Contarini:
Are you saying that these particular non-Catholics are extremely hostile to Catholicism? If not, then aren’t you guilty of the worst kind of stereotyping?
Anti-Catholicism does not give Catholics a lifelong license to be rude to non-Catholics. Unfortunately many here seem to think that it does. Of coruse this kind of thinking will simply perpetuate religious animosity ad infinitum. Protestant anti-Catholicism usually rests on the Protestant perception (right or wrong) of Catholic hostility to Protestants. It just goes round and round and never ends, unless we choose to end it here and now.
Edwin
Thank you for your thread although I think that your anger is misdirected. I suppose that if you visit any number of non-Catholic Web sites you will read hostility exhibited toward Catholicism that far exceeds what you will read here toward non-Catholics. Also, let us remember what historian Arthur M. Schlesinger Jr. said (paraphrase): “Anti-Catholic sentiment is the most deeply rooted bias in America.” Let us also remember that Catholic schools were outlawed in the colonies in the 18th century. Men like Charles Carroll, the only Catholic signer of the Declaration of Independence, had to study in a Catholic school in France. Although the US Constitution protected religions, states did not universally support this creed. In 1833, the union between Church and State in the Commonwealth of Massachusetts was dissolved (up until then, Catholics had to pay for the support of the state’s Protestant Church), New Jersey retained its anti-Catholic Constitution until 1844, and New Hampshire eliminated its “no Catholic may hold public office” matter in 1877. The Tory element in the colonies, mostly associated with the Church of England, evolved in the Federalist Party and worked to assure Protestantism prominence.
John Jay, a Tory who later became Chief Justice of the Supreme Court, created in the State of New York’s Constitution a provision which denied the privilege of citizenship to every foreign-born Catholic unless he would first renounce all allegiance to the pope in matters ecclesiastical.
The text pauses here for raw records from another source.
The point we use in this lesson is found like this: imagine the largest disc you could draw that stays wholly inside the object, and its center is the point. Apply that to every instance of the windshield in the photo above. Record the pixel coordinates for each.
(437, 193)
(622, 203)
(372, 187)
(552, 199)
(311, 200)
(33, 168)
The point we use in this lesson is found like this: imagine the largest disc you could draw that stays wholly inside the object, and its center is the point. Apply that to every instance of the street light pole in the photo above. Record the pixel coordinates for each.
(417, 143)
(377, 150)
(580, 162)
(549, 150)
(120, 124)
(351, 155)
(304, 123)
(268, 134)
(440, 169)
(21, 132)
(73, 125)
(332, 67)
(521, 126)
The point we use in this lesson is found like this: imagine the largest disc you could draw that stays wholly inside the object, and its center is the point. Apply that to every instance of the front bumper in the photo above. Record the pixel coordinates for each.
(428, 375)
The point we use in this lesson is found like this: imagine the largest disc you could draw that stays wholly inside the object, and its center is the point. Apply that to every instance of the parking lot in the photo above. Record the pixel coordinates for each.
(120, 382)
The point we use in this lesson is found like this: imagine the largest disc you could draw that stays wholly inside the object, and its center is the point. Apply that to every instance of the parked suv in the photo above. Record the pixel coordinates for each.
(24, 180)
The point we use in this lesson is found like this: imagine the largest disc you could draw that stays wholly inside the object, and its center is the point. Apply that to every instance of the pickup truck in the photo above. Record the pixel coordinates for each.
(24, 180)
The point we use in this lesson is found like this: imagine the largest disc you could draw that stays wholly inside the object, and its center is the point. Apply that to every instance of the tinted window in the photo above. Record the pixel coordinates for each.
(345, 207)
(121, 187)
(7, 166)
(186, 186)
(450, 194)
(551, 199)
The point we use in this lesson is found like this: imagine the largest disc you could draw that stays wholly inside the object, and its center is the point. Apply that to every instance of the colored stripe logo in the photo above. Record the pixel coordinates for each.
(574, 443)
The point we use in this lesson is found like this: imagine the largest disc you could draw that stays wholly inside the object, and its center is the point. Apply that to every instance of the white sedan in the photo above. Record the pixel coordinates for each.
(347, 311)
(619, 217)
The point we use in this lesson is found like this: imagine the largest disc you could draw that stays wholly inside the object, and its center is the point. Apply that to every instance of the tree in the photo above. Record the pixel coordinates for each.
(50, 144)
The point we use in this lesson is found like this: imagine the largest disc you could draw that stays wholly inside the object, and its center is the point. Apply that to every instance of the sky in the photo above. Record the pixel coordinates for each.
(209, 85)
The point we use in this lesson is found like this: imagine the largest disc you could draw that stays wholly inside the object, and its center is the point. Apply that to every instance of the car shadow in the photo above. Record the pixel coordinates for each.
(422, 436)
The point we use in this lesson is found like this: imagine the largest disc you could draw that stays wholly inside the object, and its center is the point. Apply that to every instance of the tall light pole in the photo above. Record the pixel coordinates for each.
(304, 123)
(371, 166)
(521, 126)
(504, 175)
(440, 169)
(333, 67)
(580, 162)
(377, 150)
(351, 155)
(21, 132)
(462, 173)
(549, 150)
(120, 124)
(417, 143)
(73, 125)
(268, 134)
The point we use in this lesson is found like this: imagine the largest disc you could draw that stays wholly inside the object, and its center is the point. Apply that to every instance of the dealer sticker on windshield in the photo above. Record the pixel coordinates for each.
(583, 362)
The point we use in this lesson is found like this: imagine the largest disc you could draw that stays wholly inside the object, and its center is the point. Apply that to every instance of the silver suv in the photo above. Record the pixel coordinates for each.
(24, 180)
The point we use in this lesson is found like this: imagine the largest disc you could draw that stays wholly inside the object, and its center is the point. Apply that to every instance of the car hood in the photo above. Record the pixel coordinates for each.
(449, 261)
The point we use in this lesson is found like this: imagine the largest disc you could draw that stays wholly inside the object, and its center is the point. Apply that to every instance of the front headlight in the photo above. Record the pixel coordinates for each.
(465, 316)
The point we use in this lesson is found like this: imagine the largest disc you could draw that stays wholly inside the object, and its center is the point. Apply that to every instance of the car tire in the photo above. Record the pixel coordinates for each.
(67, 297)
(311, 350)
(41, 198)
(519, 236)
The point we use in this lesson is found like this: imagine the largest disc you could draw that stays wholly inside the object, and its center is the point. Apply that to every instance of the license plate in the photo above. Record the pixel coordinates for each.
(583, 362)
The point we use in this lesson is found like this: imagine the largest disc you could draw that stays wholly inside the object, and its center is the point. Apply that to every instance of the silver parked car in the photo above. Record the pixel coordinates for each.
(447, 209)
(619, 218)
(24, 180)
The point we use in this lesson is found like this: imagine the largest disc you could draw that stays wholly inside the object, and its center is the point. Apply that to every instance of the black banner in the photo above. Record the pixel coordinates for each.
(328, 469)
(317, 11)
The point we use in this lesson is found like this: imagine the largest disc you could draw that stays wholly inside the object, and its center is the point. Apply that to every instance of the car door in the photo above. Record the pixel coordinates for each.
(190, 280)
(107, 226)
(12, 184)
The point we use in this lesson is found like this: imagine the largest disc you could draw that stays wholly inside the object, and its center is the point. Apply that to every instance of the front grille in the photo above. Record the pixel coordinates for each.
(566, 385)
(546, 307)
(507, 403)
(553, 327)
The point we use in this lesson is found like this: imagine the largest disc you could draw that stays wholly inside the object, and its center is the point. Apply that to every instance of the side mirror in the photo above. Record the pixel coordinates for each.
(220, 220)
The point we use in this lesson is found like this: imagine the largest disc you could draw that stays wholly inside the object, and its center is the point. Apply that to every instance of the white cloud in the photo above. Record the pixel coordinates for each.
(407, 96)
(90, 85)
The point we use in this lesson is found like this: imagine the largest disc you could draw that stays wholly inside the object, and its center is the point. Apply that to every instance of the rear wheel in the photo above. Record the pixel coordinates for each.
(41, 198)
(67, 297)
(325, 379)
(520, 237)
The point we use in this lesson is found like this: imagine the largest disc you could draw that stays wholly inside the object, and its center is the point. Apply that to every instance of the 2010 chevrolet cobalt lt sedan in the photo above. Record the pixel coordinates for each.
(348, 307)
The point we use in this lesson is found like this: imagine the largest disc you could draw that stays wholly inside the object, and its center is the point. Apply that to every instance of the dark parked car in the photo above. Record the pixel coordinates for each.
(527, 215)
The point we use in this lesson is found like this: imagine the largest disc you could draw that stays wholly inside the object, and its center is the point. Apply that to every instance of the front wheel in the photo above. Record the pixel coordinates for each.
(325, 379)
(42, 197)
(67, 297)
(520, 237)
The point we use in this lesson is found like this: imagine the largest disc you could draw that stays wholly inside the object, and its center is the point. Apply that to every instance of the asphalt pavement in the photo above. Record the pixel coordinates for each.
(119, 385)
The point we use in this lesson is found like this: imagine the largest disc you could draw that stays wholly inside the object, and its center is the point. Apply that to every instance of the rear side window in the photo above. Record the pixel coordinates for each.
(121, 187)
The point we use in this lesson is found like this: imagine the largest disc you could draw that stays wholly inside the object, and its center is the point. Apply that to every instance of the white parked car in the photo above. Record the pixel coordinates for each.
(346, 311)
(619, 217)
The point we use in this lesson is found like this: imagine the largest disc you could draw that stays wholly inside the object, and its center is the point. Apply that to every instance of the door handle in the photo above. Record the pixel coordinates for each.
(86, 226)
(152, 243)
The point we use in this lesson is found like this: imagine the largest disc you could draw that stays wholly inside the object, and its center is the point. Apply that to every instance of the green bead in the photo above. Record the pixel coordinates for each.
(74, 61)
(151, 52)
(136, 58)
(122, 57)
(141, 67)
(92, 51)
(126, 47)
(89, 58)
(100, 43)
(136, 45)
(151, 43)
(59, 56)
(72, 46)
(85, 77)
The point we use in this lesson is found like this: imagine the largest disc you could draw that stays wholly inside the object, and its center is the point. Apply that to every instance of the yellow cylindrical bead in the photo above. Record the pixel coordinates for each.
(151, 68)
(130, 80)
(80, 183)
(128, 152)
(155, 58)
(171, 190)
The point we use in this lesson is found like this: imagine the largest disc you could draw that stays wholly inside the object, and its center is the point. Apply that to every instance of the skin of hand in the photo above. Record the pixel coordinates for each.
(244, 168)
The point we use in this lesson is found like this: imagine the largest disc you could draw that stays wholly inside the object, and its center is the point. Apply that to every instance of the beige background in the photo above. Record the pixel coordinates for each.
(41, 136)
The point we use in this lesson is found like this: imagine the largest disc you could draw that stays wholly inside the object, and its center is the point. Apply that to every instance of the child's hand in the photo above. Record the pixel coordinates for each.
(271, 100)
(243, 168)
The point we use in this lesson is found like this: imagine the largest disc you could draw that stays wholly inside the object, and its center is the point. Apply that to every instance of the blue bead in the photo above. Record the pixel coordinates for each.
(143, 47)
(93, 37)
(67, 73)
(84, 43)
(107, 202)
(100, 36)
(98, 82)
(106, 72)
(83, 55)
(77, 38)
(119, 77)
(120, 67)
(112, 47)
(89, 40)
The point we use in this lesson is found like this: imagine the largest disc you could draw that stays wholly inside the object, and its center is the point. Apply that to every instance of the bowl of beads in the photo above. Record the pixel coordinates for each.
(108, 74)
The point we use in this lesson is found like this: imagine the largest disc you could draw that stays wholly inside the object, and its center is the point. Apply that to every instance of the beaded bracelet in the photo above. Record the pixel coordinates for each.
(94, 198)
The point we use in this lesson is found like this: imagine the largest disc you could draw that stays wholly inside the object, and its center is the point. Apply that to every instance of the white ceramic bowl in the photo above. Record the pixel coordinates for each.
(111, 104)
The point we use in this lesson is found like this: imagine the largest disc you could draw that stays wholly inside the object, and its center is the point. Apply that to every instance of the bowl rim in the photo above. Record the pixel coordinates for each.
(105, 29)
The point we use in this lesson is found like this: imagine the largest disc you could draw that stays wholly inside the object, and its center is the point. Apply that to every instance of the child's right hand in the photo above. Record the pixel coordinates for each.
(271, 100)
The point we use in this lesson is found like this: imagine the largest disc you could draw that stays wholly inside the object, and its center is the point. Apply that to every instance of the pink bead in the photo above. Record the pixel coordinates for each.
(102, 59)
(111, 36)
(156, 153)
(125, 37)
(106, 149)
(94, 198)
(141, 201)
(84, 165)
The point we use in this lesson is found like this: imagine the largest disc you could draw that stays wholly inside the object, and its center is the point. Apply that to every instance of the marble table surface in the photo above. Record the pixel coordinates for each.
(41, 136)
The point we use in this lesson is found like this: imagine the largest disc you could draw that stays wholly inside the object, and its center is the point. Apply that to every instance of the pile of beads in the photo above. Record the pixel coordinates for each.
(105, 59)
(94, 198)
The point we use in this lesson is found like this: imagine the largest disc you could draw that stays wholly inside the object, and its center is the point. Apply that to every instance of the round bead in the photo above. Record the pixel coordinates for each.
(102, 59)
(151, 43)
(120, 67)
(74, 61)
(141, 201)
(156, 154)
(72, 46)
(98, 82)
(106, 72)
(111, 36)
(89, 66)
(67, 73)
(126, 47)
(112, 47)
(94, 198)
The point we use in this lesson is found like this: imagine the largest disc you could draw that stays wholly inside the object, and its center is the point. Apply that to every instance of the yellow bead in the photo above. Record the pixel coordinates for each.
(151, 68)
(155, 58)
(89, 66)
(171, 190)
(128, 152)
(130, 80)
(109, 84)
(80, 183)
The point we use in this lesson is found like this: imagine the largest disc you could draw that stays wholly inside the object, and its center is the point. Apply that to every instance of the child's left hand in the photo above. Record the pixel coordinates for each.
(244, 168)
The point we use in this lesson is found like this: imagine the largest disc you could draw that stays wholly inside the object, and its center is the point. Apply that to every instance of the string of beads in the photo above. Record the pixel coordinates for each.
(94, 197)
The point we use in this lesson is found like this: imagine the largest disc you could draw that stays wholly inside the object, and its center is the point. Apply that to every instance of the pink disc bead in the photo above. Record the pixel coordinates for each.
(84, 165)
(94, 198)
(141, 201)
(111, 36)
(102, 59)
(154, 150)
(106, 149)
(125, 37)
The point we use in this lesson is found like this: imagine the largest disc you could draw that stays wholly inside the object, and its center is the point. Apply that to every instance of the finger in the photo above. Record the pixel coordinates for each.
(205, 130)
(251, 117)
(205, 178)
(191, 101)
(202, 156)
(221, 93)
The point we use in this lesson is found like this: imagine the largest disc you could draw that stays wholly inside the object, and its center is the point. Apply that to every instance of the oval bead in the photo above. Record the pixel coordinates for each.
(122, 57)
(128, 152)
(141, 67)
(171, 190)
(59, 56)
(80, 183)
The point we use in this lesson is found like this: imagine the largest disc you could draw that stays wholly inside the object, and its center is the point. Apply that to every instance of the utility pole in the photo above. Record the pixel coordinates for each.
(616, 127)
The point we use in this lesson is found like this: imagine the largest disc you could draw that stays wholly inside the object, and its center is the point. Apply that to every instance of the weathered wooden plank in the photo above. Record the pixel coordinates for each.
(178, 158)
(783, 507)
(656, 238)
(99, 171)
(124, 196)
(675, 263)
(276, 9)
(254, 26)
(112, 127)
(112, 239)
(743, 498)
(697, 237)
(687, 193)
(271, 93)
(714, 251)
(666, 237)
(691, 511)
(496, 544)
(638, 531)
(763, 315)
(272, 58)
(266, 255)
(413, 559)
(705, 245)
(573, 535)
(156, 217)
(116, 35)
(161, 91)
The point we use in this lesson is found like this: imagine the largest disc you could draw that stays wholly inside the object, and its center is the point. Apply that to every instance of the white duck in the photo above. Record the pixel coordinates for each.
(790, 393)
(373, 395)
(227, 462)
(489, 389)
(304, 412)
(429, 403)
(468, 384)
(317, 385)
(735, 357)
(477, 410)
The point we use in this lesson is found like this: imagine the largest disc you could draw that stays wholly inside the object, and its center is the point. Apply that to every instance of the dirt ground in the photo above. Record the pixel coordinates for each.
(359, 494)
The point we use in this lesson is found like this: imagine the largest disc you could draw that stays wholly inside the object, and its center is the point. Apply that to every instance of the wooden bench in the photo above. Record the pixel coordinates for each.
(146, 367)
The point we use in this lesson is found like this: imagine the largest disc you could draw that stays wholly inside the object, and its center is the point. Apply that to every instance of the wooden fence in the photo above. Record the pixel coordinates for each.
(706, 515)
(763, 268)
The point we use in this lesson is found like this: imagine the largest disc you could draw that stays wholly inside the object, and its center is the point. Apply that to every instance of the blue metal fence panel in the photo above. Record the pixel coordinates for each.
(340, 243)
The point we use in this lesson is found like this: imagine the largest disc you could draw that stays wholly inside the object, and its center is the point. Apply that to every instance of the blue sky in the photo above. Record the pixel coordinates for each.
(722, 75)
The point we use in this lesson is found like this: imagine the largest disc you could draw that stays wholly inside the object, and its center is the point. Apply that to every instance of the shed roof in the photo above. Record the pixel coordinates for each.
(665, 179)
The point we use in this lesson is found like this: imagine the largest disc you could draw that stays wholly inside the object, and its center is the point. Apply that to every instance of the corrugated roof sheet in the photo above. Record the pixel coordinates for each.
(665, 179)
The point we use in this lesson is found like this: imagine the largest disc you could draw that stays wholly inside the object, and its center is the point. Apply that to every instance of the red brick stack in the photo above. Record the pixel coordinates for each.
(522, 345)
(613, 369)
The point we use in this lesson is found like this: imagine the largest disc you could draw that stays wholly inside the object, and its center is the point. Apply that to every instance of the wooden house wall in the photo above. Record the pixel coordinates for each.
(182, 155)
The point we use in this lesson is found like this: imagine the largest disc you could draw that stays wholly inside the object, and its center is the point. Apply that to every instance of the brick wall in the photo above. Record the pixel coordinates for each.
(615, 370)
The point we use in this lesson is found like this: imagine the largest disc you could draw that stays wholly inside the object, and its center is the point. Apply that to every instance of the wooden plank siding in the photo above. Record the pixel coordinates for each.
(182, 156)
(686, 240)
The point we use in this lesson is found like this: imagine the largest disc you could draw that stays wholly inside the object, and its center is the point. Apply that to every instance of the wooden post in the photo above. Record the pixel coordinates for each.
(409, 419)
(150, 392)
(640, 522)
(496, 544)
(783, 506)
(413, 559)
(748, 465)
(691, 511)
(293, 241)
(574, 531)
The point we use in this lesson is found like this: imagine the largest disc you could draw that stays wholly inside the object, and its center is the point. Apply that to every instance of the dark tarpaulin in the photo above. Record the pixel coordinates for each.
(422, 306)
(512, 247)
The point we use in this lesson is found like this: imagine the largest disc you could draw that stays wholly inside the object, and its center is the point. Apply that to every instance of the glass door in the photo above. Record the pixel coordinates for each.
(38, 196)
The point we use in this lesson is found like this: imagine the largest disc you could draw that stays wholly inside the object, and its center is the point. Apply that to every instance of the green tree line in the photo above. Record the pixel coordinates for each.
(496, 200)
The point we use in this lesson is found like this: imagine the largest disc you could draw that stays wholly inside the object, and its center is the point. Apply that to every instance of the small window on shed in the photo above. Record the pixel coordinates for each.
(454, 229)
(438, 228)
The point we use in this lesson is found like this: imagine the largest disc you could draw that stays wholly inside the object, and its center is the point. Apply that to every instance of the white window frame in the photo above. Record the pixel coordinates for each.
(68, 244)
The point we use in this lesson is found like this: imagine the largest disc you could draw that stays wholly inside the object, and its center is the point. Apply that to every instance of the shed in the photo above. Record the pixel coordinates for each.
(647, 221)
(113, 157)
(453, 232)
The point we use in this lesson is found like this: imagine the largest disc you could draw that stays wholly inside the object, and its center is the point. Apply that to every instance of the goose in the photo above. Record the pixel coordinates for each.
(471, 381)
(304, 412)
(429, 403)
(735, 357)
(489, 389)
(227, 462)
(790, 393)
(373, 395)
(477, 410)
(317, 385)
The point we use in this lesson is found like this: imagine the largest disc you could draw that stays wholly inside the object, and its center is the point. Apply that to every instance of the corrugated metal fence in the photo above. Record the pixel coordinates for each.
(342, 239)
This provision remained in force until 1821. From this Federalist perspective rose, in the early 19th century, nativists, specifically Protestant Americans (who had endorsed the Aliens Act in the late 18th century to eliminate the rights of immigrants, focused their attention toward Catholics). Rising from this Protestant American nativism was the American Party, better know as the Know-Nothing Party with Samuel Morse as its leader. The nativists complained that the Catholic immigrants were “superstitious, ignorant, and dominated by their priests.” Anti-Catholicism sentiment and the evils of the Popery were promoted mostly from the pulpit. Catholicism was ridiculed and misrepresented. There were riots in Philadelphia (1844) where Catholic churches were burned and Irish Catholic homes burned and hostile demonstrations, attacks, and violence in Providence, RI (1851),and Boston, Wheeling, WV, St. Louis, and Cincinnati (1853). The Know-Nothings (formed from the “American Republicans”, the “Order of United Americans”, “Sons of America”, and “United American Mechanics of the United States” and adopted the title of “National Council of the United States of North America” and among the initiate it was called the “Supreme Order of the Star-spangled Banner”) declare in Article II: “the purpose of the organization to be “to protect every American citizen in the legal and proper exercise of all his civil and religious rights and privileges; to resist the insidious policy of the Church of Rome and all other foreign influence against our republican institutions in all lawful ways; to place in all offices of honor, trust or profit in the gift of the people or by appointment none but Native American Protestant citizens.” Article III declared “that a member must be a native-born citizen, a Protestant either born of Protestant parents or reared under Protestant influence, and not united in marriage with a Roman Catholic. . .no member who has a Roman Catholic wife shall be eligible to office in this order”, etc.
Thankfully, the Know-Nothings split over the slavery issue, but the Klu Klux Klan added anti-Catholicism to their hate list and it carried through into the 20th century. Why was John Kennedy’s religious affiliation big deal in 1960? Why is it a big deal that there are 4 Catholics on the US Supreme Court with a 5th Catholic nominee before the Senate?
To deny the anti-Catholic sentiment that has run rampant in the country, beginning with the Puritans who left England to escape the Romanish trappings, is to ignore that it continues to this day.